The trial utilized a composite outcome and had to add additional criteria to the primary outcome during the study and extend the follow-up time by two years due to low event-rates. It seems the expected risk reduction was unrealistic and therefore the study may have been underpowered.  There is also a potential healthy user bias as patients who enrolled in this study were not like the typical poorly controlled patients with multiple CV risk factors that we often see in practice.  Moreover, the DM education and medical management received by the control group was more than what many patients receive in clinical practice.  Further, ILI group patients were less likely to be taking CV risk-lowering medications during the trial than the patients in the control group (antihypertensive OR 0.88, 95% CI [0.78 - 0.89], p=0.026; statins OR 0.8, 95% CI [0.78 to 0.94], p=0.001) which potentially narrowed the differences between the two groups.  Lastly, ILI group patients regained some of the weight they initially lost at the beginning of the trial.  Perhaps maintenance of weight loss or greater weight loss (e.g. > 10%) is necessary to truly impact CV morbidity and mortality.

While the results of the Look AHEAD trial are disappointing, the study limitations likely explain why.  Are there other reasons to recommend diet and exercise?
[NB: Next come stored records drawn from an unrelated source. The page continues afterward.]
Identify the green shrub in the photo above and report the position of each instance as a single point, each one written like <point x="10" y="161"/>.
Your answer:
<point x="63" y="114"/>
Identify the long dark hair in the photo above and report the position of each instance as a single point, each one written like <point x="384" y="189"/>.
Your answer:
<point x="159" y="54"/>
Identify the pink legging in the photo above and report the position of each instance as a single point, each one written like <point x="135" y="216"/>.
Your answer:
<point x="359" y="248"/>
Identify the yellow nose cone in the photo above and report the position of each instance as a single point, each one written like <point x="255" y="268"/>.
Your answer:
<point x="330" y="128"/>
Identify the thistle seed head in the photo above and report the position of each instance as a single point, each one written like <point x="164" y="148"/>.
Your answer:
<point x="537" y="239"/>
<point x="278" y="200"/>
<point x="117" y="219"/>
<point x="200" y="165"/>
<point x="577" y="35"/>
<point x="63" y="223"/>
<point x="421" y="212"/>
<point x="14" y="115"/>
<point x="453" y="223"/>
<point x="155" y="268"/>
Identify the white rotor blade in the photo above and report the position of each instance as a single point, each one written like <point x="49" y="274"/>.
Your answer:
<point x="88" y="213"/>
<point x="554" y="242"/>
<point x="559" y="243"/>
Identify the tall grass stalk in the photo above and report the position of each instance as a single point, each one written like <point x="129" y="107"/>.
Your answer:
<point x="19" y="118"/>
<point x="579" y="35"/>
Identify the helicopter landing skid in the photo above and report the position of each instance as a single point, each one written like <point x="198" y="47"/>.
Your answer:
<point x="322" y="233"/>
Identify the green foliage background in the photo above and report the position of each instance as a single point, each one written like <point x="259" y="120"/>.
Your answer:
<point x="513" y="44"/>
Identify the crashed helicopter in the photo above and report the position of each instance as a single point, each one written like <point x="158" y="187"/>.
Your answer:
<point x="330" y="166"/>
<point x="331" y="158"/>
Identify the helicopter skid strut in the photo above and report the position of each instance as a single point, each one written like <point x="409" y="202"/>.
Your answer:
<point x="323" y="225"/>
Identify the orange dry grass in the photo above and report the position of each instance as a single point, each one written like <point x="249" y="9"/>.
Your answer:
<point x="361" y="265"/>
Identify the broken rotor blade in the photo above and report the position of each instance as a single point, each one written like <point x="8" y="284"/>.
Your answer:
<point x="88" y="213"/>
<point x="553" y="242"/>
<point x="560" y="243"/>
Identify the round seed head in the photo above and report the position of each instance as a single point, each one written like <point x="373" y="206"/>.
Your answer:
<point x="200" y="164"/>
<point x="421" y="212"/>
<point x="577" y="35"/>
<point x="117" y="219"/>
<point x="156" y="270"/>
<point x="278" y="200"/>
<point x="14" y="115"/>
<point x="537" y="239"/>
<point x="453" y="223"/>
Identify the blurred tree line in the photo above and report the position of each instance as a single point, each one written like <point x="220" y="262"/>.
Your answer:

Patients in the ILI group experienced significant improvements in A1c, HDL cholesterol, and blood pressure despite a decreased use of insulin and other medication.  This supports the current ADA recommendations for weight loss to improve glycemic control and CV risk factors.  In addition, the intensive lifestyle intervention lowered the risk of developing urinary incontinence5, sleep apnea6, and depression7 and led to improvements in quality of life8 and physical functioning.9  These very important patient-centered benefits should not be overlooked.

There are many positive health outcomes derived from intensive lifestyle changes, including improvements in blood glucose, lipids, and blood pressure.  Intensive lifestyle interventions may not lower CV risk in patients who already have well-controlled glucose, lipids, and blood pressure, but does ILI lower CV risk in patients who are poorly controlled?  Should these results prompt us to put more effort toward assuring that all patients are receiving guideline-recommended drug therapies to mitigate CV risk? Or should we continue to Look AHEAD and recommend intensive lifestyle interventions to all patients with DM?



When I first heard about this on the news, my first thought was 'how did the patients feel?'. As you mention, improvements in quality of life and physical functioning can certainly not be overlooked. Great summary.